Thanks again @kai :+1:

There is an additional option to fail fast (set the cancel_on_build_failing attribute to true) in steps you want to be cancelled as soon as their corresponding build starts to fail - but I believe in your case it could vary and you’d like to keep them running to see the outcome.

Let me know if that is correct - it will be good feedback to post through to our product folks to assess.

Cheers and thanks for all the feedback!

Hi @kai , I am from the product team at Buildkite. Thanks for raising this feedback with us.

Can you explain the use case of the 3 steps that still need to run?

What are the 10 jobs that are running? Are they parallel jobs being run? Are they all under the same group?

For retries, do you retry all jobs for flaky test mostly? Or are there different cases in which multiple jobs would have failed for you that you would retry all?

In this concrete case, we have a “builder job” that kicks off the downstream jobs. One of the jobs (here concretely: A Python wheel build) is the one that I’m iterating on in my development. This is the job I’m interested in. The other jobs that are kicked off (e.g. integration tests) are not interesting to me. I don’t want to change the main pipeline configuration, as it would impact other PR builds and its managed by terraform, changing it for iterating on a single PR is too much overhead. I can comment out parts of the script that generates the downstream jobs, but that is also not ideal. Generally I would like not to change our build scripts or infrastructure when iterating on a single job. Of course we can work around that, but being able to just abort multiple jobs in the web UI would be a very straightforward solution for this case.

To answer your other questions:

The jobs are integration and unit tests for different parts of the code base.
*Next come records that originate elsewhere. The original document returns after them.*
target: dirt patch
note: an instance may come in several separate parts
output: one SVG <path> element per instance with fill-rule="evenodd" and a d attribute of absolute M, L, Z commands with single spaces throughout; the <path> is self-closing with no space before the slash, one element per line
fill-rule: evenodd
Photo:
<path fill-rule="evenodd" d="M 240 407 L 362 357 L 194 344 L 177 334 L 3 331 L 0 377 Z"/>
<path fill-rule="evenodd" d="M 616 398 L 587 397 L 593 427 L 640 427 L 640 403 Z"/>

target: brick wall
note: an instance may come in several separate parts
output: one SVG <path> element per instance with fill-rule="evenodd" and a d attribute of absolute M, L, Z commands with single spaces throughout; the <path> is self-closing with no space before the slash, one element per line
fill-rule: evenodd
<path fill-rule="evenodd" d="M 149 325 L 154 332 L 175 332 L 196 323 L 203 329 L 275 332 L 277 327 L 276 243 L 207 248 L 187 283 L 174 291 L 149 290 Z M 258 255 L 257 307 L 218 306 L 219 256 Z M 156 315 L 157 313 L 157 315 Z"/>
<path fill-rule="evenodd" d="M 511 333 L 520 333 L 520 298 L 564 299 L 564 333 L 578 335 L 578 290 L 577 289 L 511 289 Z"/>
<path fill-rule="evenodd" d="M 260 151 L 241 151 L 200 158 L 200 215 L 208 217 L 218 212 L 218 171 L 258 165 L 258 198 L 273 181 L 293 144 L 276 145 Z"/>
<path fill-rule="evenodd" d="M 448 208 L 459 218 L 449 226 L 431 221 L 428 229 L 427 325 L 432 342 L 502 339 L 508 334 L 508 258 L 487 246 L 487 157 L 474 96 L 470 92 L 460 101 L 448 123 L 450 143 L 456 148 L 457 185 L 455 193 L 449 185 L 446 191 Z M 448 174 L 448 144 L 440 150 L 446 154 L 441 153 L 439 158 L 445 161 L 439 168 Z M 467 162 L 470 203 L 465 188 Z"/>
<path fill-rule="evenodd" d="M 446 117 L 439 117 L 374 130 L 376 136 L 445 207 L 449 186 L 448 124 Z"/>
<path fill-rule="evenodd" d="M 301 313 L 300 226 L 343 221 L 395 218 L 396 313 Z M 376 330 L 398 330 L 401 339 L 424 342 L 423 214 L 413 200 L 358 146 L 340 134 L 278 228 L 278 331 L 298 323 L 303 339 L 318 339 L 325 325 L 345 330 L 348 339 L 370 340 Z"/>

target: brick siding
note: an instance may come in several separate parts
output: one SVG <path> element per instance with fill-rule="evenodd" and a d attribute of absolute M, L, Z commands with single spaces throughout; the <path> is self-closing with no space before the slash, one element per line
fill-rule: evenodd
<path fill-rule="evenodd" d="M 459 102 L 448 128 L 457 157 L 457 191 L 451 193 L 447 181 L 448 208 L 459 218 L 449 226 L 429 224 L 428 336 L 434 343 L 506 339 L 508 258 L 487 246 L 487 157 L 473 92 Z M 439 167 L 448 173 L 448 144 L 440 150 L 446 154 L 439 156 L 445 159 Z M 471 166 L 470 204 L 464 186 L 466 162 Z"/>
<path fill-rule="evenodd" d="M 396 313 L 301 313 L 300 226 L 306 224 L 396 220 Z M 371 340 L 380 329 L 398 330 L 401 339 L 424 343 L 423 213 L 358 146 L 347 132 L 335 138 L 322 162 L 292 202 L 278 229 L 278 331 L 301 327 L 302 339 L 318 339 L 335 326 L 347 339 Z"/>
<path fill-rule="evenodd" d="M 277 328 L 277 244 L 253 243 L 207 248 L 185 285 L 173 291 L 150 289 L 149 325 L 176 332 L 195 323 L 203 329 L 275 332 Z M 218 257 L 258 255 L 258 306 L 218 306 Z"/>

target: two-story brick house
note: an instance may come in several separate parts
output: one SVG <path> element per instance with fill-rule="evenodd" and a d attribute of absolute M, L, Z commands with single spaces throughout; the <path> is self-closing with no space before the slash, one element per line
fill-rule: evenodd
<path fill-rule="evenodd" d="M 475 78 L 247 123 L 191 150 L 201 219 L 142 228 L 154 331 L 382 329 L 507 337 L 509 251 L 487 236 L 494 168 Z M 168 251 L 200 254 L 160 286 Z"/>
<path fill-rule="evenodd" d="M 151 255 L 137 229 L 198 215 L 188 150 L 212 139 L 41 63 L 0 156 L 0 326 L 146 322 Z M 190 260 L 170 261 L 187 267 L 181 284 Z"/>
There are also other longer running jobs (up to 120) but because the builder job for those takes several minutes, I can cancel it before it kicks off the downstream jobs.

The jobs are run in parallel.

We don’t use groups for that pipeline at the moment, but if we did, they would be under the same group.

For retries, since I will have to run the retry on the latest commit of the PR branch, I just push to the PR branch, which starts a new build (cancels the old build) and then cancel the uninteresting jobs manually. As you can imagine, with some iteration this can get a bit old when canceling many jobs :-)

Thanks @kai this now makes a lot of sense.

I was asking if they are under the same group because that helps me understand whether you can cancel the whole group. And in this case for tests that seems to be the case.

I just want to check one last thing before I add this to our backlog, are you cancelling the builds for cost purposes? Or to free up agents for other PRs in the same pipeline? Or another reason I can not think of?

Thanks heaps for patiently answering!

It’s mostly for cost purposes. The jobs are rather expensive to run and for the specific set in question we only have a limited amount of agents.